Bally exits bankruptcy; JPMorgan, Anchorage hold majority share

By Caroline Salls

Pittsburgh, Sept. 1 - Bally Total Fitness has emerged from Chapter 11 bankruptcy, according to a company news release.

Bally's plan of reorganization was confirmed on Aug. 19 by the U.S. Bankruptcy Court for the Southern District of New York.

"Bally is moving in the right direction as we continue to systematically improve every aspect of this company," chief executive officer Michael Sheehan said in the release.

"With the dramatic restructuring of our balance sheet and improved financial performance, Bally is now positioned to put 100% of our energy toward improving the customer experience and growing our business.

"The unparalleled financial flexibility we have after emerging from bankruptcy will allow us to make the investments necessary to build Bally into the preeminent fitness chain in the country."

The plan, which Bally said includes financing from JPMorgan Chase Bank, an affiliate of Anchorage Advisors LLC, Wells Fargo Foothill LLC and CIT Business Credit, will enable the company to reduce its debt by $700 million, to less than $100 million.

Holders of Bally's pre-bankruptcy secured debt received 94% of the equity in the reorganized company, with JPMorgan and Anchorage to own a majority interest.

Reorganized Bally will issue 3% of its equity, along with warrants to acquire an additional 5%, to holders of some general unsecured claims.

Plan creditor treatment

Treatment of creditors will include:

• Holders of $1 million in other priority claims will recover 100% in cash;

• Holders of $2.52 million to $24.37 million in other secured claims will recover 100% either in cash, reinstatement of the claim or the return of the collateral securing the claim;

• Holders of $50 million in pre-bankruptcy revolver claims will recover 100% through a share of the company's exit revolver;

• Holders of $7.42 million in pre-bankruptcy swap claims will recover 100% through a new swap note;

• Holders of $162 million in pre-bankruptcy term loan claims will recover 100% through the term loan distribution;

• Holders of $80 million in term loan deficiency claims will recover zero to 1.32% through a share of the unsecured claims distribution;

• Holders of $247.34 million in senior note claims will recover 0.79% to 1.52% through a share of the unsecured claim distribution;

• Holders of $75 million to $475 million in general unsecured claims will recover 0.79% to 1.52% through a share of the unsecured claim distribution;

• Holders of $23.71 million in convenience claims will recover 1.06% in cash;

• Holders of $231.25 million in subordinated note claims will recover 0.79% to 1.52% through a share of the unsecured claim distribution;

• Intercompany claims that are not specifically reinstated will be deemed eliminated in full; and

• Holders of equity interests will receive no distribution.

Exit financing

As previously reported, Bally received court approval in July of a total of $96.5 million in exit financing commitments.

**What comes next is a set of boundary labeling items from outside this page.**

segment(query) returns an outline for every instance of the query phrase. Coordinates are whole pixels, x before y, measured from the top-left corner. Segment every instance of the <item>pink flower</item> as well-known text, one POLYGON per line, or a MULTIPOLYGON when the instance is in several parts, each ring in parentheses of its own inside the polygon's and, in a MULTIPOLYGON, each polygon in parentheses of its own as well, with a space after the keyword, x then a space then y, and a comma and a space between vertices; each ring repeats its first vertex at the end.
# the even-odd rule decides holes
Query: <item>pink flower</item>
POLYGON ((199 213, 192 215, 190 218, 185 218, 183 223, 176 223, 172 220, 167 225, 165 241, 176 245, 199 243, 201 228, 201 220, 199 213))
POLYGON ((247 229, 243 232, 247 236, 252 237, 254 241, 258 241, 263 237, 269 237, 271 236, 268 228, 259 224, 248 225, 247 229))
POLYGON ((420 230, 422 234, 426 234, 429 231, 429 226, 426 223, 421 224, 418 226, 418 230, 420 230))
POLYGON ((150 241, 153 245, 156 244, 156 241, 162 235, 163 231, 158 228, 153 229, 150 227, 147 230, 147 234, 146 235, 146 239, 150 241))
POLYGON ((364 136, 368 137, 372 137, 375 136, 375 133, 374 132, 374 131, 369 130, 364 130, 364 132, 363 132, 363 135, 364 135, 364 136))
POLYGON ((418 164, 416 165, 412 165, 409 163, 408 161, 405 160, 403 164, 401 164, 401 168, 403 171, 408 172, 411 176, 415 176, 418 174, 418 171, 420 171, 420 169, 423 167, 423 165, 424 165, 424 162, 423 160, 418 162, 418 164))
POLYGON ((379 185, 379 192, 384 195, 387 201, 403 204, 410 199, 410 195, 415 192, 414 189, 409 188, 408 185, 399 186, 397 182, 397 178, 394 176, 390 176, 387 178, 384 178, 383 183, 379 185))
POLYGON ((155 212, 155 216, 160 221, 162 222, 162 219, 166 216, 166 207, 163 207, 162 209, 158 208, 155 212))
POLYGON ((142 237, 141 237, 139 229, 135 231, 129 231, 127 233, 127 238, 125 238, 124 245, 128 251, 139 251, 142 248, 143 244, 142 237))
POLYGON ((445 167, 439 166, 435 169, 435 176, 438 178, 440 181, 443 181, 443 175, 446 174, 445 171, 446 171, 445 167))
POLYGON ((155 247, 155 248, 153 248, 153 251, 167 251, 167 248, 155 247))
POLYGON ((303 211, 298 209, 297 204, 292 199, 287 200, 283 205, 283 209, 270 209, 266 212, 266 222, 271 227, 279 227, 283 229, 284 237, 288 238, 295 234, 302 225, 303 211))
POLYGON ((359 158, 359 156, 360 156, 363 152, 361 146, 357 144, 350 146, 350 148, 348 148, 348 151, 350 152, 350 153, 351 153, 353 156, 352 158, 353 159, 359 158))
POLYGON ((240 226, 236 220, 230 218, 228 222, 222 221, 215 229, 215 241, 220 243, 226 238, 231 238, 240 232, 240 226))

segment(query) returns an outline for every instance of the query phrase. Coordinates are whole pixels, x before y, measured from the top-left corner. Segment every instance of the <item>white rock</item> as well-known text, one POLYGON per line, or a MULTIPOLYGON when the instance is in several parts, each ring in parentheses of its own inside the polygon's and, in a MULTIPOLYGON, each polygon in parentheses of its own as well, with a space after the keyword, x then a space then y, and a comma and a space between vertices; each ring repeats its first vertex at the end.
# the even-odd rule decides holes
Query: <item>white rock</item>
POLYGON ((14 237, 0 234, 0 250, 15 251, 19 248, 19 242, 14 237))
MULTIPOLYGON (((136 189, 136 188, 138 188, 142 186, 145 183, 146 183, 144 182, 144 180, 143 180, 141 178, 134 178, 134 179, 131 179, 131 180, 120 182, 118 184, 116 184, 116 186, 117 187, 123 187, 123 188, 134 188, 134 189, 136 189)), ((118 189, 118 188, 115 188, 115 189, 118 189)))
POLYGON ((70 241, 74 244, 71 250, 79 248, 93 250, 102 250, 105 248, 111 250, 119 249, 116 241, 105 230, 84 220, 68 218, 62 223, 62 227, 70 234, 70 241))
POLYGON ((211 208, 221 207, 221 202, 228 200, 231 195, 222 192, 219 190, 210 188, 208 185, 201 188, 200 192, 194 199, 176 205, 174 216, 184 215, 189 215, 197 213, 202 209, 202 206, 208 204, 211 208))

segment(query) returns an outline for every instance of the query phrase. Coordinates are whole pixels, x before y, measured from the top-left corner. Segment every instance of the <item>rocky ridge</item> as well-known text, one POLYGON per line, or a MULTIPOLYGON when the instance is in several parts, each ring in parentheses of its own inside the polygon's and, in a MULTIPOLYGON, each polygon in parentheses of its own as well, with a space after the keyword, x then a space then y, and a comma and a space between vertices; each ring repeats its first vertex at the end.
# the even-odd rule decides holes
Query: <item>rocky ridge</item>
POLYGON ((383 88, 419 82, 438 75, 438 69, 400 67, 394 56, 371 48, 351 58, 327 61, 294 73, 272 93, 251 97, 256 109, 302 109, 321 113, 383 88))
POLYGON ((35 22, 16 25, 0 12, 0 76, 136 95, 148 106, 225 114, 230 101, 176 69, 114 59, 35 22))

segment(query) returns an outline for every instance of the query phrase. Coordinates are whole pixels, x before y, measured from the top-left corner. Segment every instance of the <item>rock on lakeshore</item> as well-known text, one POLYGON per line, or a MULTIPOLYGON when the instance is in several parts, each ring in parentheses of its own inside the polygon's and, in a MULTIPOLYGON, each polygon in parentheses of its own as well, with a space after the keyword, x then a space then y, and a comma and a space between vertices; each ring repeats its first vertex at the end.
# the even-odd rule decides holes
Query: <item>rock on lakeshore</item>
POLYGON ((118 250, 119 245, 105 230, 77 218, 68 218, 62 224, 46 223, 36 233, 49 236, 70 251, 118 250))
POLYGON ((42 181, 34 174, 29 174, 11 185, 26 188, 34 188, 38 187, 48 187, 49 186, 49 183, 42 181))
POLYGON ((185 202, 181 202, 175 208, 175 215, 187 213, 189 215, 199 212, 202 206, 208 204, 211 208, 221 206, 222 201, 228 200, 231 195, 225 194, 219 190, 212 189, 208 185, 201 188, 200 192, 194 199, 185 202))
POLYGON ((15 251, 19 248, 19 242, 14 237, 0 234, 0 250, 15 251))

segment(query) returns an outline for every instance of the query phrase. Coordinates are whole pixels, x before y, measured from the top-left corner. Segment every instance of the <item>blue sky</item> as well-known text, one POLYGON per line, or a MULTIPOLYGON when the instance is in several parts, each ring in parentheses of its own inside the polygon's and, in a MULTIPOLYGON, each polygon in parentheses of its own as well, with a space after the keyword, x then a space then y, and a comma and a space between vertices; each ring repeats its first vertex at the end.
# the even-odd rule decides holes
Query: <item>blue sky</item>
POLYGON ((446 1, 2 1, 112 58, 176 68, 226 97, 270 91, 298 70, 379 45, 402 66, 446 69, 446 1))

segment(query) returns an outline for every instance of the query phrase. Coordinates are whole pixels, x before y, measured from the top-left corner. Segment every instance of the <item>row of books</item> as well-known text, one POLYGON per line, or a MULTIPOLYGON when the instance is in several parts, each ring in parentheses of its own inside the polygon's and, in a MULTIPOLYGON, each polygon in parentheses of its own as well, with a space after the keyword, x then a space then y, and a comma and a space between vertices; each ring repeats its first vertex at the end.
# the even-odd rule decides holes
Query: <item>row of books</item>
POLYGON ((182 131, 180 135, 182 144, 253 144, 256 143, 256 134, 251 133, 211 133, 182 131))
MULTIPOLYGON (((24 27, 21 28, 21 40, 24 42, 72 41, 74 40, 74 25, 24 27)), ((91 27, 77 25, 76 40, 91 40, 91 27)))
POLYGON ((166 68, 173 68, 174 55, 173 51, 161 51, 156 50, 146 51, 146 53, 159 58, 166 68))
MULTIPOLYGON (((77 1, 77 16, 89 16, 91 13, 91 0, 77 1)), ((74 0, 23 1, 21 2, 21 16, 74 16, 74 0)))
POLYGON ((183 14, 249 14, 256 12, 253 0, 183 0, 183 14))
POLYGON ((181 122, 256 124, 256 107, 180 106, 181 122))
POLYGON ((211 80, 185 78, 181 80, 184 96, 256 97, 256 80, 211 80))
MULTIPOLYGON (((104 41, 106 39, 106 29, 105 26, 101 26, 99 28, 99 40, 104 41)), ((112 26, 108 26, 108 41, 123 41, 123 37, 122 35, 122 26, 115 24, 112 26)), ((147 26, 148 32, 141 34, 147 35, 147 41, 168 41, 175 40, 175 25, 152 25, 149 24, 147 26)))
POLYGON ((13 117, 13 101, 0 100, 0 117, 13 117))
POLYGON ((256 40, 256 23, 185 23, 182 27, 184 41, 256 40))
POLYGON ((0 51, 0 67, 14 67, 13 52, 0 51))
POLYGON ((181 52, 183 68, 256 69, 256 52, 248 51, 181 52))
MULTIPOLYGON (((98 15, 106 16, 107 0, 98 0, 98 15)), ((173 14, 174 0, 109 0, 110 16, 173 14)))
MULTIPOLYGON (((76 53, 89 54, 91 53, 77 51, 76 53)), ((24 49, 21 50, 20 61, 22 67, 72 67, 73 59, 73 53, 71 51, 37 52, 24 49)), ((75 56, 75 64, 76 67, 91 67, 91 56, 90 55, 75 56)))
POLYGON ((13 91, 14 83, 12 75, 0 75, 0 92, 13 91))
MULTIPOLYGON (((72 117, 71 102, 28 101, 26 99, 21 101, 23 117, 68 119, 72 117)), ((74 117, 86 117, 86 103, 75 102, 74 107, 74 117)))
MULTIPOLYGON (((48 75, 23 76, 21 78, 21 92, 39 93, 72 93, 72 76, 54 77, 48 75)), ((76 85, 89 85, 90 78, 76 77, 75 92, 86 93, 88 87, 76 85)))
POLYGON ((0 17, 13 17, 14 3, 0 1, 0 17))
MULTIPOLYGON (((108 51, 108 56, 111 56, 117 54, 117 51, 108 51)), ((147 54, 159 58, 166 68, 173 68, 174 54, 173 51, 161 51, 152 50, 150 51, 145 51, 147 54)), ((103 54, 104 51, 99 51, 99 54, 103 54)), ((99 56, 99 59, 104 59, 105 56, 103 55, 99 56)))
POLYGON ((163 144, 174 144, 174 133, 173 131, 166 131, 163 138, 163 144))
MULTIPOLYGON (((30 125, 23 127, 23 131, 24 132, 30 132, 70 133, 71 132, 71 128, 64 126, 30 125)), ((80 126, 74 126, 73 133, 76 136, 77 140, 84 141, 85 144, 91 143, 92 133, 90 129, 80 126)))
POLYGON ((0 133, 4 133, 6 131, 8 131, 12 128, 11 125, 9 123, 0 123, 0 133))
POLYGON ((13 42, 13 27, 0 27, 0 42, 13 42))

Specifically, Wells Fargo Foothill LLC and CIT Business Credit have agreed to provide a $50 million revolving credit facility that will mature on Dec. 31, 2011 and bear interest at Libor plus 600 basis points, and Anchorage Crossover Credit Finance, Ltd., Anchorage Crossover Credit Offshore Master Fund, Ltd., Anchorage Capital Master Offshore, Ltd. and JPMorgan Chase Bank, NA have agreed to provide a $39 million term loan and $7.5 million swap term loan that mature June 15, 2014 and bear interest at Libor plus 600 bps.

New board

In addition to Sheehan and current board members Eugene I. Davis and Timothy J. Bernlohr, the reorganized company's board of directors will include Kevin J. Corgan and Michael Kerrane of JP Morgan, Daniel Allen and Aaron N. Rosenstein of Anchorage and Fredric F. Brace.

Bally, a Chicago-based fitness center operator, filed for bankruptcy on Dec. 3, 2008. Its Chapter 11 case number is 08-14818.